Part B - trajectories
Add fixation to history, re-run. Write sample_scanpath. Compare across
random seeds.
Part C - statistics
Saccade lengths and angles. A simple dwell-time model. Fraction of time on the most interesting regions.
Part D - challenges
Build a peripheral Center Bias. Add motor jitter. Continue a real eye-tracking prefix.
Tools & references
- tool DeepGaze (deepgaze_pytorch), by Matthias Kümmerer and colleagues — the saliency / scanpath model this module is built around.
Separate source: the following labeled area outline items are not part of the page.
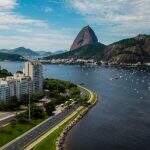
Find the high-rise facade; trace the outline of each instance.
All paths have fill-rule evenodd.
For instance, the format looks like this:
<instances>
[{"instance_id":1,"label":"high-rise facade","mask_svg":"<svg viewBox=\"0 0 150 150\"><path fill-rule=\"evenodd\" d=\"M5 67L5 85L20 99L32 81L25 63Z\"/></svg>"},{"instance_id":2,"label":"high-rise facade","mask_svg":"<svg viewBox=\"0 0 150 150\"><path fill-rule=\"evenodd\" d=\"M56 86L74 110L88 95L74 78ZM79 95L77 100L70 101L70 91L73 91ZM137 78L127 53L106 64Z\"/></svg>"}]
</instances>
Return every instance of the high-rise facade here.
<instances>
[{"instance_id":1,"label":"high-rise facade","mask_svg":"<svg viewBox=\"0 0 150 150\"><path fill-rule=\"evenodd\" d=\"M23 72L11 77L0 78L0 100L8 100L12 96L18 99L24 94L43 90L42 65L38 61L25 63Z\"/></svg>"},{"instance_id":2,"label":"high-rise facade","mask_svg":"<svg viewBox=\"0 0 150 150\"><path fill-rule=\"evenodd\" d=\"M26 62L23 72L31 78L33 92L43 90L43 68L39 61Z\"/></svg>"}]
</instances>

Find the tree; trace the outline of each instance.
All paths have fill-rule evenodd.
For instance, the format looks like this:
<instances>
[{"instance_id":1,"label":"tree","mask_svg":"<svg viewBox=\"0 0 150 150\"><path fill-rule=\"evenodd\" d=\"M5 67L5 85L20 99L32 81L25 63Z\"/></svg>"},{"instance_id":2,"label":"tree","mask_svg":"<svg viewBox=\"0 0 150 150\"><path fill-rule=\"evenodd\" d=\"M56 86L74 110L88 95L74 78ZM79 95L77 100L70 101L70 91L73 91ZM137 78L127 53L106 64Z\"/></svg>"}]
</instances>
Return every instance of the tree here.
<instances>
[{"instance_id":1,"label":"tree","mask_svg":"<svg viewBox=\"0 0 150 150\"><path fill-rule=\"evenodd\" d=\"M46 109L47 115L51 116L53 114L53 111L55 110L55 103L51 101L51 102L45 104L44 107Z\"/></svg>"},{"instance_id":2,"label":"tree","mask_svg":"<svg viewBox=\"0 0 150 150\"><path fill-rule=\"evenodd\" d=\"M45 112L42 108L32 105L31 106L31 118L43 119L45 118Z\"/></svg>"}]
</instances>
This page uses a synthetic toy model for speed; the notebook runs the real DeepGaze III.
- paper Kümmerer, Bethge & Wallis (2022), DeepGaze III: Modeling free-viewing human scanpaths with deep learning, Journal of Vision 22(5):7. doi:10.1167/jov.22.5.7.
- paper Itti, Koch & Niebur (1998), A model of saliency-based visual attention for rapid scene analysis, IEEE TPAMI 20(11):1254-1259. doi:10.1109/34.730558 — origin of the saliency-map and inhibition-of-return ideas used in §02–§03.
- benchmark MIT/Tübingen Saliency Benchmark — where DeepGaze models are evaluated against human fixation data.
Further reading — vision-restoration field
- overview docs/vision-restoration-field.md — programs by tissue (retina · LGN · V1), with links to each company / consortium and a primary-sources list. Gaze + saliency steer what gets stimulated; the camera is on the glasses, so M2 applies even when the eyes can no longer see.
- paper Boyle, Lozano & Maaß (2023), Eye-tracking compensation for a cortical visual prosthesis simulation — example of gaze-steered phosphene generation in a SPV/prosthesis loop.